Malgré de gros investissements, les efforts que font les villes pour maîtriser le trafic urbain se heurtent à des limites étroites. Villes et localités versent annuellement un demi-milliard de francs pour les transports publics d'agglomération. À cela s'ajoute environ 1,3 milliard de francs par an que les communes prélèvent sur les recettes fiscales pour l'entretien des chaussées. Par ailleurs, le risque est grand que les objectifs visés par le Conseil fédéral par le biais de l'ordonnance sur la protection contre le bruit et celle sur la protection de l'air ne soient pas atteints, car ces objectifs nécessitent une part importante des ressources fiscales des communes. Ainsi, les mesures de lutte contre le bruit coûtent à la Ville de Berne quelque 80 millions de francs. Il faut donc affecter les recettes provenant des taxes sur les carburants d'une manière qui fasse justice aussi bien aux habitants qu'aux usagers de la route. Il y a lieu en particulier de veiller à un financement adéquat, c'est-à-dire prélevé sur les taxes payées par les usagers de la route, des mesures de protection contre le bruit et contre la pollution de l'air. La modification de l'ordonnance sur les places de parc près des gares fait partie de ces mesures. En effet, cette ordonnance ne permet actuellement que le financement des ouvrages dits "park and ride" (parc de dissuasion) à proximité des gares des chemins de fer et des gares postales, mais non pas des arrêts des véhicules des services urbains de transports en commun des villes et des localités.
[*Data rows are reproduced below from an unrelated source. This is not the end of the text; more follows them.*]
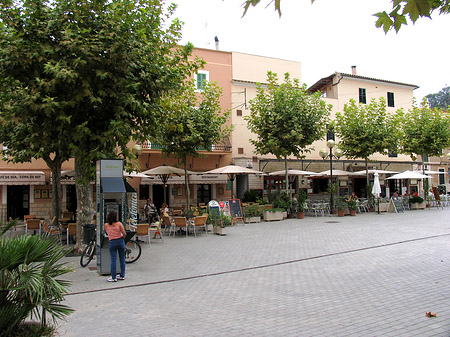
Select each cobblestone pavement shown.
[58,208,450,337]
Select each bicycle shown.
[80,230,142,267]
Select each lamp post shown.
[319,139,343,210]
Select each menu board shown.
[228,199,242,218]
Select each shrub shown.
[0,222,73,336]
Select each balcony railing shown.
[141,140,231,152]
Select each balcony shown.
[141,138,231,152]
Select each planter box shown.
[214,226,227,235]
[244,216,261,223]
[264,211,283,221]
[375,202,389,212]
[411,201,427,209]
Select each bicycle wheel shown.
[125,240,142,263]
[80,241,95,267]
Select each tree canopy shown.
[334,97,399,186]
[156,81,230,207]
[400,99,450,159]
[245,71,331,196]
[425,87,450,110]
[243,0,450,33]
[0,0,202,247]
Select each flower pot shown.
[244,216,261,223]
[264,211,283,221]
[214,226,227,235]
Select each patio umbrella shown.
[372,171,381,214]
[312,170,358,177]
[353,170,398,174]
[141,164,196,202]
[204,165,265,198]
[386,170,431,179]
[269,170,316,176]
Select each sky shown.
[169,0,450,101]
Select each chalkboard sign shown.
[388,197,405,213]
[228,199,244,226]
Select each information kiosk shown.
[96,159,136,275]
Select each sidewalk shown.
[58,208,450,337]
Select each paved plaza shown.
[58,208,450,337]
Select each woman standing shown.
[105,212,126,282]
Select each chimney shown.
[214,36,219,50]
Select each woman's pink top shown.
[106,222,122,240]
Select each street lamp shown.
[319,139,343,210]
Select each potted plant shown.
[409,196,425,209]
[244,204,261,223]
[347,199,358,216]
[336,197,347,216]
[264,208,286,221]
[214,213,231,235]
[297,190,306,219]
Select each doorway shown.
[153,184,170,210]
[6,185,30,219]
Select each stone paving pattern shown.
[58,208,450,337]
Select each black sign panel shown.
[228,199,242,218]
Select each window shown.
[359,88,367,104]
[195,70,209,91]
[388,92,395,107]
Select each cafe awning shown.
[141,174,228,185]
[0,171,45,185]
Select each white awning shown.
[0,171,45,185]
[141,174,228,185]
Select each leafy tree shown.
[0,222,73,336]
[246,71,331,195]
[243,0,450,33]
[156,81,230,209]
[0,0,201,247]
[334,97,399,186]
[425,87,450,110]
[400,98,450,197]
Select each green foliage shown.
[425,87,450,110]
[400,99,450,158]
[156,80,230,205]
[347,199,358,210]
[242,190,261,202]
[336,197,348,209]
[245,71,331,159]
[244,205,262,218]
[242,0,450,33]
[334,98,399,159]
[409,196,423,204]
[0,222,73,336]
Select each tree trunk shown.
[43,156,62,220]
[284,157,292,200]
[75,158,94,250]
[183,157,191,212]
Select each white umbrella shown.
[353,169,398,174]
[386,170,431,180]
[141,164,196,202]
[123,171,148,178]
[372,171,381,198]
[269,170,317,176]
[204,165,265,198]
[312,170,358,177]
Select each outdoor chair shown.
[189,216,208,237]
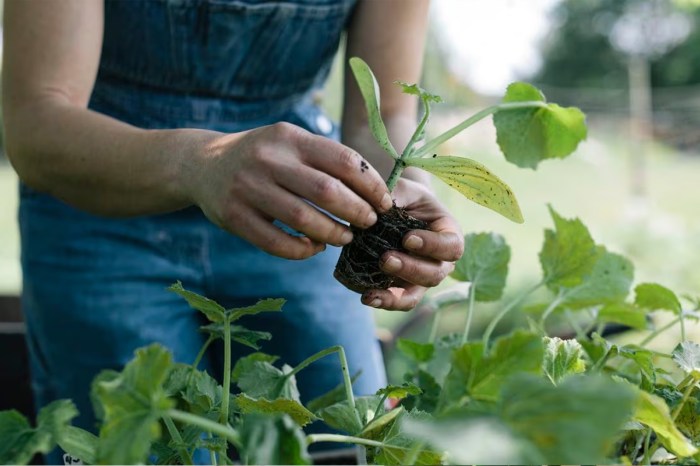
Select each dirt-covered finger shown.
[380,251,454,287]
[222,210,326,260]
[403,230,464,262]
[276,167,377,228]
[362,285,426,311]
[300,136,393,212]
[257,186,352,246]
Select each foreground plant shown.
[334,57,586,292]
[0,209,700,465]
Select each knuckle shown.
[289,205,311,228]
[336,146,360,171]
[427,267,447,286]
[314,176,340,202]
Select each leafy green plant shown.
[0,60,700,465]
[335,57,587,292]
[0,209,700,465]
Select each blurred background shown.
[0,0,700,390]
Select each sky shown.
[431,0,559,94]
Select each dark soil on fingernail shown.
[333,204,428,293]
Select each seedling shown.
[334,57,586,292]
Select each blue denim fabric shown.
[19,0,385,463]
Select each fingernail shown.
[380,193,394,210]
[384,256,401,272]
[340,230,352,245]
[403,235,423,249]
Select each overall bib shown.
[19,0,385,462]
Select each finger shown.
[362,285,426,311]
[257,185,352,246]
[222,209,326,260]
[300,135,394,212]
[379,251,454,287]
[403,230,464,262]
[275,167,377,228]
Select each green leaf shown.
[451,233,510,301]
[596,303,648,330]
[96,344,173,464]
[201,323,272,351]
[319,395,381,435]
[357,407,403,440]
[226,298,287,322]
[672,341,700,380]
[376,382,423,400]
[493,82,587,168]
[438,330,544,411]
[240,414,311,464]
[676,389,700,444]
[234,393,318,427]
[168,281,226,322]
[401,369,442,413]
[402,418,543,464]
[367,410,443,465]
[396,338,435,364]
[500,374,635,464]
[634,390,698,457]
[233,353,299,401]
[306,370,362,413]
[564,247,634,307]
[58,426,98,464]
[394,81,442,104]
[542,337,586,385]
[0,400,78,464]
[540,207,602,292]
[634,283,681,314]
[350,57,399,160]
[231,353,279,382]
[406,156,524,223]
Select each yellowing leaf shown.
[406,156,523,223]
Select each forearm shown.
[5,99,219,216]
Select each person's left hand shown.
[362,178,464,311]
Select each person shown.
[3,0,463,460]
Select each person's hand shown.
[362,178,464,311]
[186,123,392,259]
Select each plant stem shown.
[306,434,386,447]
[192,335,216,369]
[163,416,194,464]
[540,289,566,335]
[386,156,406,192]
[219,317,231,426]
[564,309,586,340]
[642,427,652,464]
[285,345,362,426]
[411,101,547,158]
[400,99,430,160]
[678,309,685,341]
[207,432,217,466]
[461,282,476,345]
[428,309,441,344]
[671,382,695,422]
[482,282,544,352]
[164,409,241,446]
[639,317,681,347]
[372,393,389,419]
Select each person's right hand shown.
[186,123,392,259]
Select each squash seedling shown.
[334,57,587,293]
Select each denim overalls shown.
[19,0,385,462]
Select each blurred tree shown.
[533,0,700,88]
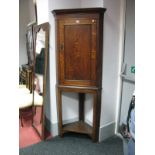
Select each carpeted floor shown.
[19,134,123,155]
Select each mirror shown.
[32,23,49,139]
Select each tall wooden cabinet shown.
[52,8,106,141]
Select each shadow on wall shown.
[44,47,51,131]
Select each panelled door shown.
[58,18,98,86]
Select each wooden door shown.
[58,18,97,86]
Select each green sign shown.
[131,66,135,73]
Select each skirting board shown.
[45,117,78,137]
[45,115,115,142]
[99,122,115,142]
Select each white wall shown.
[100,0,122,127]
[19,0,29,66]
[36,0,49,24]
[37,0,123,139]
[81,0,103,8]
[19,0,35,66]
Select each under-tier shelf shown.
[63,121,92,135]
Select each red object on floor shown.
[19,107,52,148]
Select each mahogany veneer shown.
[52,8,106,141]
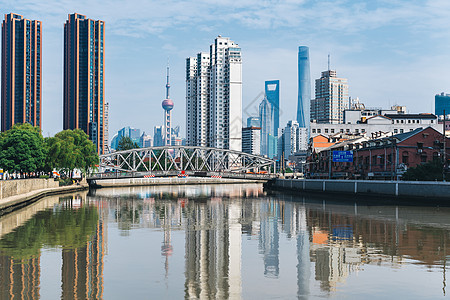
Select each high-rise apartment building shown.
[259,97,278,158]
[297,46,311,128]
[264,80,280,136]
[153,126,164,147]
[311,70,349,124]
[186,36,242,151]
[186,52,210,146]
[434,93,450,118]
[1,13,42,131]
[242,127,261,155]
[278,121,308,158]
[63,13,108,154]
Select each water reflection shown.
[0,185,450,299]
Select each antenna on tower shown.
[328,53,330,71]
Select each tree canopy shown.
[0,123,47,172]
[116,136,139,151]
[46,129,98,174]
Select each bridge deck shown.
[87,170,276,181]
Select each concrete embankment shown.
[91,177,261,188]
[265,179,450,200]
[0,179,88,215]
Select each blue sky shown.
[0,0,450,137]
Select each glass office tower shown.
[265,80,280,136]
[297,46,311,128]
[63,14,108,154]
[2,14,42,131]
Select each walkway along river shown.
[0,184,450,299]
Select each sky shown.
[0,0,450,137]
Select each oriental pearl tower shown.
[162,66,173,146]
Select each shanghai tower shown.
[297,46,311,128]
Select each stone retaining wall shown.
[266,179,450,199]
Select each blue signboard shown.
[333,151,353,162]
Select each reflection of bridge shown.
[88,146,276,180]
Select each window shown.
[420,153,427,162]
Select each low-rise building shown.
[309,127,450,179]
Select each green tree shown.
[46,129,98,174]
[402,159,443,181]
[0,124,47,172]
[116,136,139,151]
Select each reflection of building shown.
[185,202,242,299]
[1,14,42,131]
[259,201,280,277]
[61,221,105,299]
[0,255,41,300]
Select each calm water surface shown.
[0,185,450,299]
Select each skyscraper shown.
[162,67,173,146]
[311,70,348,124]
[259,97,276,158]
[186,52,211,146]
[2,13,42,131]
[297,46,311,128]
[63,13,108,154]
[186,36,242,151]
[264,80,280,136]
[434,93,450,116]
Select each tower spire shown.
[166,59,170,99]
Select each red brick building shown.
[310,127,450,179]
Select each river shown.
[0,184,450,299]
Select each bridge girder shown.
[99,146,276,173]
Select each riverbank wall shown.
[265,178,450,200]
[90,177,262,188]
[0,178,89,215]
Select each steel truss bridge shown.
[88,146,276,180]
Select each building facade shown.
[310,127,450,179]
[153,126,164,147]
[242,127,261,155]
[264,80,280,136]
[310,113,443,137]
[297,46,311,128]
[434,93,450,119]
[311,70,349,124]
[278,120,308,158]
[247,117,261,127]
[63,13,108,154]
[186,36,242,151]
[1,13,42,131]
[259,97,276,158]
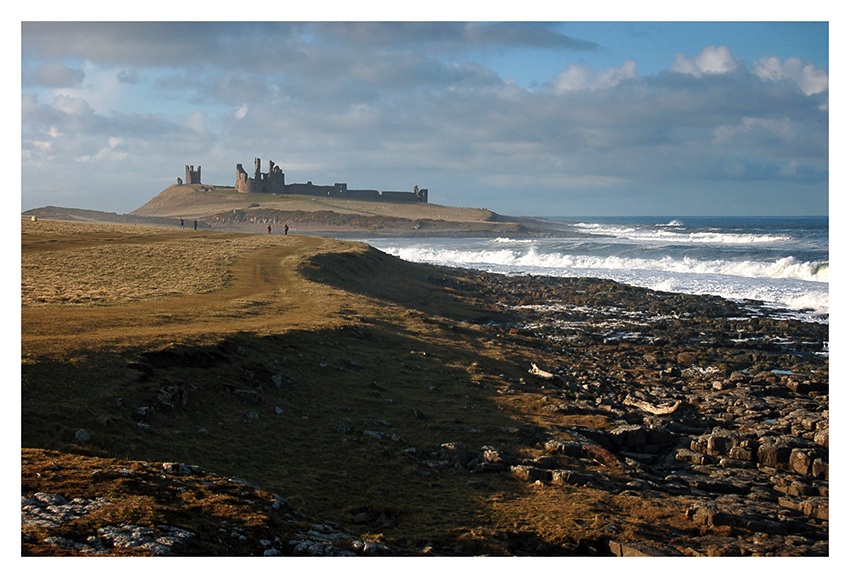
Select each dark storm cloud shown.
[22,22,829,215]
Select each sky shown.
[19,8,835,216]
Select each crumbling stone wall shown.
[184,165,201,185]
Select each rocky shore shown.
[21,224,830,557]
[434,275,829,556]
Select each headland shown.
[21,216,829,556]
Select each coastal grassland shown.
[131,185,495,223]
[21,220,748,555]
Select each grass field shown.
[21,220,708,554]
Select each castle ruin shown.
[234,158,428,203]
[177,158,428,203]
[185,165,201,185]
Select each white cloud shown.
[753,56,829,96]
[552,60,638,94]
[671,46,738,78]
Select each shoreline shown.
[21,221,829,556]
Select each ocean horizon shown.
[361,216,829,323]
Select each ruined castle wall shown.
[381,191,419,203]
[345,189,381,201]
[284,183,336,197]
[236,164,254,193]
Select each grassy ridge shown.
[22,221,664,553]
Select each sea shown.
[354,216,829,324]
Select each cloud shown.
[671,46,738,77]
[21,62,86,88]
[552,60,638,94]
[21,22,828,216]
[754,56,829,96]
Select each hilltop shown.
[24,184,542,236]
[21,220,829,556]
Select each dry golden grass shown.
[21,220,708,554]
[132,185,493,223]
[21,220,282,306]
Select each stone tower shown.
[184,165,201,185]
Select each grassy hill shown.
[23,185,540,236]
[21,220,828,555]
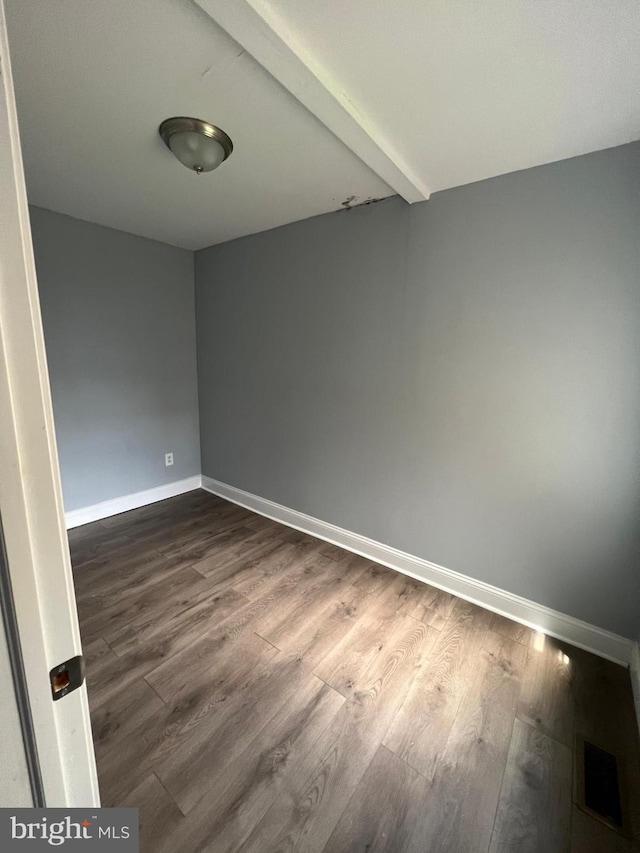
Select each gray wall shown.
[30,207,200,511]
[195,144,640,637]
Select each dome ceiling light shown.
[158,116,233,175]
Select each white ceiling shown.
[5,0,640,248]
[5,0,393,249]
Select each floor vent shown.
[576,736,628,835]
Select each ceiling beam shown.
[196,0,429,203]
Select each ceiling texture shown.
[5,0,640,249]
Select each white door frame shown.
[0,0,100,807]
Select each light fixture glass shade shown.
[169,130,224,172]
[158,116,233,174]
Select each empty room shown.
[0,0,640,853]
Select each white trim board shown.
[65,475,202,530]
[202,475,640,666]
[629,643,640,731]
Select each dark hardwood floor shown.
[69,491,640,853]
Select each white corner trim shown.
[196,0,429,203]
[629,643,640,731]
[65,475,202,530]
[202,475,640,671]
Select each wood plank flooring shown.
[69,491,640,853]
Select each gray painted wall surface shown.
[195,144,640,637]
[30,207,200,511]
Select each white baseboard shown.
[65,475,202,530]
[629,643,640,731]
[202,476,640,666]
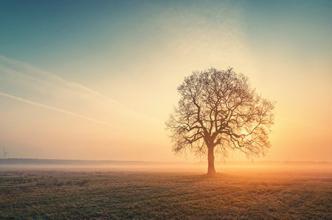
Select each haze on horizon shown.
[0,0,332,161]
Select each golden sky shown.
[0,1,332,161]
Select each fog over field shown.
[0,161,332,219]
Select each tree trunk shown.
[207,147,216,176]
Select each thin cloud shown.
[0,91,112,127]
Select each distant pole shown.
[2,147,7,159]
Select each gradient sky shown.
[0,0,332,161]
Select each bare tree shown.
[166,68,274,175]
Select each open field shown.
[0,164,332,219]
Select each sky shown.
[0,0,332,161]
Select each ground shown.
[0,170,332,219]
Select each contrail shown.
[0,91,112,127]
[0,54,159,121]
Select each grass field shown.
[0,166,332,219]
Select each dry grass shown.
[0,168,332,219]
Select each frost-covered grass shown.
[0,170,332,219]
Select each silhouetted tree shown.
[166,68,274,175]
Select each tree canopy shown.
[166,68,274,172]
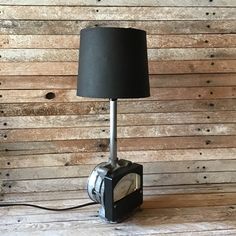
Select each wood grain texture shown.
[0,98,236,117]
[0,86,236,103]
[0,135,236,158]
[0,123,236,142]
[0,19,236,34]
[0,60,236,75]
[0,34,236,49]
[0,73,236,89]
[0,48,236,62]
[0,147,236,169]
[1,0,236,7]
[0,111,236,129]
[0,160,236,181]
[0,0,236,223]
[3,171,236,193]
[0,6,236,21]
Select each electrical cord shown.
[0,202,98,211]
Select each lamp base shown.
[87,160,143,223]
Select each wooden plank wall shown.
[0,0,236,200]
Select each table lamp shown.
[77,27,150,222]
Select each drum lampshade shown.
[77,27,150,99]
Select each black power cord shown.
[0,202,98,211]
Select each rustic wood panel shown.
[0,6,236,21]
[1,0,236,7]
[0,98,236,116]
[0,0,236,233]
[0,74,236,89]
[2,171,236,193]
[0,135,236,157]
[0,19,236,34]
[0,148,236,169]
[0,123,236,142]
[0,48,236,62]
[0,34,236,49]
[0,60,236,75]
[0,111,236,129]
[0,86,236,103]
[0,157,236,181]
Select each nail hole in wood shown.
[206,140,211,145]
[45,92,56,100]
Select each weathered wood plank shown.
[0,20,236,34]
[0,194,236,218]
[0,159,236,181]
[0,123,236,142]
[2,223,236,236]
[0,60,236,75]
[0,74,236,89]
[0,34,236,49]
[0,99,236,116]
[0,135,236,156]
[0,111,236,129]
[0,183,236,204]
[0,183,236,204]
[0,48,236,62]
[2,171,236,193]
[1,217,235,236]
[1,0,236,7]
[0,48,236,62]
[0,86,236,103]
[0,6,236,21]
[0,148,236,169]
[144,171,236,186]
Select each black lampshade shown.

1. Le Conseil fédéral est-il prêt à adapter rapidement l'ordonnance précitée afin qu'à l'avenir des parcs de dissuasion appropriés, à proximité des arrêts des véhicules des transports urbains, puissent aussi être cofinancés au moyen des recettes provenant des taxes sur les carburants, afin de contribuer au décongestionnement des centres urbains ?

2. Le Conseil fédéral est-il disposé à assurer le financement de mesures découlant de l'ordonnance sur la protection contre le bruit, dans les villes et les localités, d'une manière qui fasse davantage usage des fonds provenant des taxes sur les carburants ?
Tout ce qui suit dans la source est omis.